Todas las versiones del cuadro muestran una figura andrógina en primer plano, que simboliza a un hombre moderno en un momento de profunda angustia y desesperación existencial. El paisaje del fondo es Oslo visto desde la colina de Ekeberg. Casi fuera de escena, se notan dos figuras con sombrero que no se pueden distinguir. El cielo parece fluído y arremolinado, de colores rojizos cambiantes, igual de arremolinado que el resto del fondo.

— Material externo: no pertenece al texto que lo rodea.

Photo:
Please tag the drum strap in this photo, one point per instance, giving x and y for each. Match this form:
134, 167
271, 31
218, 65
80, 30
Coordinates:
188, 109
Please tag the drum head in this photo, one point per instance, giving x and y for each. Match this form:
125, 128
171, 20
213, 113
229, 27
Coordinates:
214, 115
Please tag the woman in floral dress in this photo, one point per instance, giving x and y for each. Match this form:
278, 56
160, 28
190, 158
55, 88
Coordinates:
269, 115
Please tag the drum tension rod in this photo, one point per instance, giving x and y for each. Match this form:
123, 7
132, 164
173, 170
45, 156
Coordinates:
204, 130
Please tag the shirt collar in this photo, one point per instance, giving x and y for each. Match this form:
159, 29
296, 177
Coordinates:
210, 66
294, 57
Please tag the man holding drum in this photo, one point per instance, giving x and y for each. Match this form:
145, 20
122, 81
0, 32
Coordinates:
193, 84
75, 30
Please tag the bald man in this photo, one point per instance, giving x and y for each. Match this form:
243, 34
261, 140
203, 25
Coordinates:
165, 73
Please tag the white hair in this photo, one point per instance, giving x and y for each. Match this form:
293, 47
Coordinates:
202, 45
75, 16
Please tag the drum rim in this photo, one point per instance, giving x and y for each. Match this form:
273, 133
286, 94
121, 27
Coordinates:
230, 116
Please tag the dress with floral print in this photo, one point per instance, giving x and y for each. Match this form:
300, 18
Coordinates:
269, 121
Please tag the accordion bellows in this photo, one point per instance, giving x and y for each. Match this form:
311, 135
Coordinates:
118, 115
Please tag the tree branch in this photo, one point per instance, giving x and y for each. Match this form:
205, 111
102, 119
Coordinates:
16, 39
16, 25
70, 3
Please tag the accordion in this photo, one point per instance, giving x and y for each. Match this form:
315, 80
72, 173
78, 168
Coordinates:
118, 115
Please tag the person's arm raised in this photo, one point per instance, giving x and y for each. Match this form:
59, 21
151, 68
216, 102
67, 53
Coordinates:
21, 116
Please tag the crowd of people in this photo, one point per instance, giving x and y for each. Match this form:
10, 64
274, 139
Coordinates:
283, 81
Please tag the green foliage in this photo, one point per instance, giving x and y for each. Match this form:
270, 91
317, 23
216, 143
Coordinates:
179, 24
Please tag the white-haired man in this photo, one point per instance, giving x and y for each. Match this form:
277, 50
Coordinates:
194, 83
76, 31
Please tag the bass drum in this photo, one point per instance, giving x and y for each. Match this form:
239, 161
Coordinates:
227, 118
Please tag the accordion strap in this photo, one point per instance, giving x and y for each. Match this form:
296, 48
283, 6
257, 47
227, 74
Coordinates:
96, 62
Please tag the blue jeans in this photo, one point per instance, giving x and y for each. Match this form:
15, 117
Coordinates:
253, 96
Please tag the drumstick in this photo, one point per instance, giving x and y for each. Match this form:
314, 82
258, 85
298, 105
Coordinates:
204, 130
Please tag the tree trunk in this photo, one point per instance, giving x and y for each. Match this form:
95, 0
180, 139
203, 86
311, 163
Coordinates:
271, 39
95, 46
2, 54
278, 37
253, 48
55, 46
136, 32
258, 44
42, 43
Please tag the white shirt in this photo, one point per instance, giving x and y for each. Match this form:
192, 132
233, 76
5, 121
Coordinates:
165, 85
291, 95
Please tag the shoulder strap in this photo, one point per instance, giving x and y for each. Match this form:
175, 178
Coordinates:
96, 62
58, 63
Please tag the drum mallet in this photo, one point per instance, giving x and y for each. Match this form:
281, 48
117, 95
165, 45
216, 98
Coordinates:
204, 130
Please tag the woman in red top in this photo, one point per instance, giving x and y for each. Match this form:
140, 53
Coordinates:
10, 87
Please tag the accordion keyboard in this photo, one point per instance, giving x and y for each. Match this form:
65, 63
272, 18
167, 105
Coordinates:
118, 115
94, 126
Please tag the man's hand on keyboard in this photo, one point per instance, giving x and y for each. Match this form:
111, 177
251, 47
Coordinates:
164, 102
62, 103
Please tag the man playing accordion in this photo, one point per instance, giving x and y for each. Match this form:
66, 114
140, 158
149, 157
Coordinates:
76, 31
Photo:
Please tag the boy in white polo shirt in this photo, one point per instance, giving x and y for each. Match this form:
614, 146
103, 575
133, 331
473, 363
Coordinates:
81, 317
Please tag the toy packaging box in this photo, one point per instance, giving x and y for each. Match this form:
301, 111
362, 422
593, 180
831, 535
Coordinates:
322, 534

La fuente de inspiración para "El grito" podría encontrarse, quizá, en la atormentada vida del artista, un hombre educado por un padre severo y rígido que, siendo niño, vio morir a su madre y a una hermana. En la década de 1890, a Laura, su hermana favorita, le diagnosticaron un transtorno bipolar y fue internada en un psiquiátrico. El estado anímico del artista queda reflejado en estas líneas, que Munch escribe en su diario hacia 1892: 'Paseaba por un sendero con dos amigos - el sol se puso - de repente el cielo se tiñó de rojo sangre, me detuve y me apoyé en una valla muerto de cansancio - sangre y lenguas de fuego acechaban sobre el azul oscuro del fiordo y de la ciudad - mis amigos continuaron y yo me quedé quieto, temblando de ansiedad, sentí un grito infinito que atravesaba la naturaleza'.
Munch inmortalizó esta impresión en el cuadro "La desesperación", que representa a un hombre con un sombrero de copa, de medio lado, inclinado sobre una prohibición y en un escenario similar al de su experiencia personal.
No contento con el resultado, Munch pinta un nuevo cuadro, esta vez con una figura más andrógina, de frente, enseñando la cara, y con una actitud menos contemplativa y más desesperada. Lo mismo que la anterior, esta primera versión de "El grito", se llamó "La desesperación". Según detalla Robert Rosenblum (un especialista de la obra del pintor), la fuente de inspiración para esta estilizada figura humana podría haber sido una momia peruana que Munch vio en la Exposición Universal de París en 1889.
El cuadro fue expuesto, por primera vez, en 1893, formando parte de un conjunto de seis piezas titulado "Amor". La idea de Munch era la de representar las distintas fases de un idilio, desde el enamoramiento inicial a una rotura dramática. "El grito" representaba la última etapa, envuelta en sensaciones angustiosas.
La obra no fue muy bien acogida por la crítica y, el conjunto "Amor" fue clasificado como arte demente (más tarde, el régimen nazi clasificó a Munch de artista degenerado y retiró todos los cuadros que había en una exposición en Alemania). Un crítico consideró el conjunto, y en particular "El grito", tan perturbador, que aconsejó a las mujeres embarazadas que no visitaran la exposición. La reacción del público fue discrepante y el cuadro se convirtió en motivo de discusión y, por primera vez, se hace mención de "El grito" en las críticas y reportajes de la época.
"El grito" está considerado como una de las más importantes obras del artista y del movimiento expresionista, constituyendo una imagen de icono cultural, semejante al de la "Mona Lisa" de Leonardo da Vinci.